Q:割と早い段階に出演を承諾したそうですが、台本を読んで、すぐ心が決まったのでしょうか。

台本をいただいて読むタイミングって、すごくさまざまで、いま目の前にある作品に集中しているときには、いただいても一か月くらい読めないこともあります。逆に目の前のものに対して客観的になりたいときに次の舞台の台本やオファーしていただいたものを手に取ることもある。今回の台本は自分の心にふっと余裕があるときに、ぽんと届いたものでした。まず、「とても素敵なタイトルだな。どんな内容なんだろう」と思い、監督のプロフィールを読んで、商業映画を撮ったことがないと知り、「自主映画しか撮ったことない監督の作品って面白そう。みんなびっくりするだろうな」とか、いろいろ考えながら台本を読みました。ラストのシーンは脚本でも衝撃的で、限りある命をこういう時間の過ごし方で全うした双葉さんという女性の生きざまにとても興味がわいて、オファーを受けたんです。

Q:中野量太監督は宮沢さんと同い年だそうですね。世界の映画祭で評価されて、本作は商業映画1本目の作品でしたが、どんな撮影現場だったのでしょう?

もちろん、自主映画をちゃんと撮られている監督だし、何よりもこの台本を書いた監督だから、なんの戸惑いもなかったです。こういう作品を作りたいという思いがしっかりある。それだけでもうわたしたちは、手取り足取り演出してもらわなくても大丈夫。撮りたいものがはっきりしていることが、演じる上で何よりの原動力になります。スタッフもまた素晴らしくて、この脚本に惚れて、現場に来てくれている人たちの集まりだったんです。みんなが「いいシーンを撮りたい。いい芝居を観たい」という人たちだったので、毎日、ハードルは高かったですけどね(笑)。「これは中途半端なことはできないぞ」という空気が毎日漂っていました。

Q:双葉を演じる際に心掛けていたことはありますか?

やっぱり、自分が好きになった脚本に対して、誠実に向き合うことですね。そういうことを重ねていくことで、スタッフと共演者たちとの信頼関係が膨らんでいく。いままでやってきた作品もそうですけど、今回は特にほとんどが自分の出演しているシーンなので、シーンを重ねるごとに豊かに熱くなっていく現場をすごく体感していました。その温度や密度に背中を押されて演じていた感覚です。

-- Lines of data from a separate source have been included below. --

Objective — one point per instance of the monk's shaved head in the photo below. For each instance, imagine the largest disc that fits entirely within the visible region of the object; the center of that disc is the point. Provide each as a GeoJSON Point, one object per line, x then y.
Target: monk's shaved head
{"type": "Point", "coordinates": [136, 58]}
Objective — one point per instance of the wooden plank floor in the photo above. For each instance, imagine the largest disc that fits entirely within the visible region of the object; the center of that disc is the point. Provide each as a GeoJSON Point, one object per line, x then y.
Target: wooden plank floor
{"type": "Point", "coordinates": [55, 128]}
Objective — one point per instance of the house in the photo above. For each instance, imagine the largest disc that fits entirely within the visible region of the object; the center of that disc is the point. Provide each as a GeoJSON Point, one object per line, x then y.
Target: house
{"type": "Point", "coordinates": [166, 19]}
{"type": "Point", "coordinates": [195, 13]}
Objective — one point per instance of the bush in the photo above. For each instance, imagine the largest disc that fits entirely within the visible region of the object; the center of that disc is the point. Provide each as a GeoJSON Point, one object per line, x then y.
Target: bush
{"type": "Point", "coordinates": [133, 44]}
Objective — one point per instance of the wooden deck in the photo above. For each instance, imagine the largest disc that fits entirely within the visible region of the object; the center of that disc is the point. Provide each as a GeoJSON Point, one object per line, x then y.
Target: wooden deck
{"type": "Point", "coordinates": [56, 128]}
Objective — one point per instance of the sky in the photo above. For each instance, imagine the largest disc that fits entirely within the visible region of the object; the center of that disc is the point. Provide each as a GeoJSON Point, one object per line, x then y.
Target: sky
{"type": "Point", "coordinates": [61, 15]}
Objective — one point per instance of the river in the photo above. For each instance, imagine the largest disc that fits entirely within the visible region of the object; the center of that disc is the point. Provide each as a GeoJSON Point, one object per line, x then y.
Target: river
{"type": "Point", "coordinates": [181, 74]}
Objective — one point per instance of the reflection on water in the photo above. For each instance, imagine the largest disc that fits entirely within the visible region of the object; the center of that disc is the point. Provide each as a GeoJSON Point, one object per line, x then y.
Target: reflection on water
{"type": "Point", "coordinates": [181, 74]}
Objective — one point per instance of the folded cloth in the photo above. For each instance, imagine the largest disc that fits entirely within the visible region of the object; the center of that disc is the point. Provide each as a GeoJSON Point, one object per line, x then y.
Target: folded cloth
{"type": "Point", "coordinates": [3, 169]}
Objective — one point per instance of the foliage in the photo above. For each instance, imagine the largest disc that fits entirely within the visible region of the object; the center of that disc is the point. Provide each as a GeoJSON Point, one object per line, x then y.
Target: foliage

特に最初のシーンなんてすごく注目されていて、全員が間隙(かんげき)を縫うようにして、わたしや(娘役の杉咲)花の芝居を見ているんです。心地いい緊張感がありましたね。花はわたしのことをいまでも「お母ちゃん」って呼んでくれるんですが、あの時は撮影後、「怖かったよ、お母ちゃん」って言っていたくらいです。

親として、多くのことを考えさせられた

宮沢りえ

Q:杉咲さんをはじめ、娘役二人の演技が素晴らしかったですが、宮沢さんが引き出したところも多いと思います。どんなことを意識して、接していたのでしょうか。

わたしも引き出してもらいましたし、それはお互いさまです。とにかく正直に接しました。探り合いなんて必要なかったから、できるだけコミュニケーションを取って思ってることしか言わなかった。優しく包みこむような愛情じゃなく、突き放す愛情も表現できたと思います。互いに演じるということを忘れて、遠慮なく対峙(たいじ)できたのがすごく大きかった気がします。

Q:毎日、家族みんなでご飯を食べたり、お互いに秘密を持たず、いつも家族と向き合って接する双葉には感心するところも多いです。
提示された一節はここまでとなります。